4. En ce qui concerne les activités, j'ai listé celles qui me venaient à l'esprit en premier. Il va de soi que, dans une perspective de relocalisation nécessaire de la production (Lisez Latouche !), il faudra relancer une forme d'industrie au service de la population (qui renoncera par exemple à l'obsolescence programmée). Cela était inclu dans les domaines informatiques et mécaniques, par exemple... Les matières premières ? Effectivement, une partie devra être importée, mais l'essentiel devra nécessairement provenir du recyclage des matériaux (tiens, encore un autre secteur intéressant !). Quant à la balance commerciale, son examen recquiert toute notre attention, mais plus que l'équilibre, c'est la diminution progressive des inputs et des outputs qu'il faut viser !

PS: Il est assez facile d'opposer les théoriciens aux praticiens. Cela participe d'une forme de conservatisme (ceux qui ont pratiqué savent comment pratiquer et refusent $ cause de cela le changement proposé par les penseurs) qui ne correspond pas à ma vision idéale du libéralisme (il faut toujours expérimenter les idées intéressantes, quitte à se planter parfois). Pour info, Bernard Maris est également chef d'entreprise (Je vous laisse découvrir laquelle) et, personnellement, j'ai cofondé une coopérative, dont je participe toujours à l'administration, dont le modeste chiffre d'affaire de 200'000.- permet de verser quelques salaires à temps partiel !

Écrit par : Julien Nicolet | 25/04/2012

Franchement, je vous trouve très patient et l'esprit très pédagogue, pour tenter de convaincre une personne comme le P. Souaille.

Écrit par : Djinus | 25/04/2012

@Djinus: Cela fait partie du jeu... Ce n'est pas M. Souaille que j'essaie de convaincre - tâche vaine -, mais les lecteurs de ses propos!

Écrit par : Julien Nicolet | 25/04/2012

"Des professeurs d'économie qui n'ont jamais eu la responsabilité d'une entreprise, il y en a profusion, dans toutes les universités du monde ou presque. La plupart ont des avis extrêmement tranchés, mais qui n'ont jamais été mis en pratique nulle part sur ce qu'il faudrait faire..."

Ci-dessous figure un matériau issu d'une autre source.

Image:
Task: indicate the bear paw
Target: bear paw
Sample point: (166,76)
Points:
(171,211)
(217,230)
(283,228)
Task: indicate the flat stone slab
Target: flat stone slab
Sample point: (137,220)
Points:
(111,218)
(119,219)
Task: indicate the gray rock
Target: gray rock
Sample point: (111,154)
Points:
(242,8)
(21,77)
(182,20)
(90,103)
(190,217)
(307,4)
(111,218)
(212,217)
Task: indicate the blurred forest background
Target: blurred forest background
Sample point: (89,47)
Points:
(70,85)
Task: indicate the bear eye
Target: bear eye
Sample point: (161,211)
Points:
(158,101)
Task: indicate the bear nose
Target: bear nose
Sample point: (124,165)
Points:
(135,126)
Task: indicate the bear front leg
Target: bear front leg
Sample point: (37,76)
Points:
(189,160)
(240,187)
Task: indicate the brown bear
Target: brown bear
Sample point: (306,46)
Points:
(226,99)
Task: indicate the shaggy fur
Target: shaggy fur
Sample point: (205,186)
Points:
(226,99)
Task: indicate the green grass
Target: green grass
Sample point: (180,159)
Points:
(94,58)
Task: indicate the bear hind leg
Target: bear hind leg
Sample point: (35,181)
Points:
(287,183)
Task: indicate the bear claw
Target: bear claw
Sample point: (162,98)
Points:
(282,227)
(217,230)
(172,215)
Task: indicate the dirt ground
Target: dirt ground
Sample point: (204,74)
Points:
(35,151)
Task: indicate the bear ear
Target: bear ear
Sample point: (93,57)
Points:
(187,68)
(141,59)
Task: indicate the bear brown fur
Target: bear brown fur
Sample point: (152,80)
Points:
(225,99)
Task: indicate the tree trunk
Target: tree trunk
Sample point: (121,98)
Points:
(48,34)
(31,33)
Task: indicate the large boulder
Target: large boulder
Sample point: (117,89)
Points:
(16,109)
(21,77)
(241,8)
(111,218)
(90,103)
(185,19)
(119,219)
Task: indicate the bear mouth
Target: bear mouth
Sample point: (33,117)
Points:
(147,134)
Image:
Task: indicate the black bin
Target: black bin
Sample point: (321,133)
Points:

Tiens, je ne sais pas, mais ce commentaire me fait furieusement penser à son auteur. Grand donneur de leçons, qui sait mieux que quiconque ce dont l'humanité toute entière a besoin et bien sûr qui sait quelles sont LES solutions à TOUS les problèmes économiques et pataphysiques. On peut toujours compter sur lui pour défendre becs et ongles les multinationales. Une façon comme une autre de passer de l'internationale trotzkiste à l'internationale capitaliste et impérialiste.

Écrit par : Johann | 25/04/2012

"les pays producteurs n'ont pas pour autant vocation à nous en faire cadeau. Leur intérêt est bel et bien de nous les vendre le plus cher possible..."

Comme si - à part le pétrole peut-être, et encore - le contrôle des matières premières était dans les mains des pays producteurs et non des multinationales qui font flamber les prix à coup de spéculations...

Écrit par : Johann | 25/04/2012

Ils étaient où les pleurnicheurs lorsque disparaissaient tous les fleurons de l’industrie genevoise ?
En son temps pas une larme à tirer de ces bobos urbains qui se réjouissaient des départs de

Sécheron, Ateliers des Charmilles, Tavaro, Instruments de Physique, Usine de dégrossissage d’or, Ed.Laurens, Laboratoires Sauter, les Compteurs Gardy.

Ma liste est bien incomplète. J’ai fait mon deuil de ces sociétés qui furent les vedettes de la cote à la bourse de Genève.

Alors que Merck-Serono parte ! Je ne vais pas verser la moindre larme car j’estime que la ville en trop fait pour cette société qui ne mérite nullement de survivre comme le furent les pharmaceutiques américains Syntex et Upjohn qui n’avaient plus aucun produit nouveau dans le pipeline.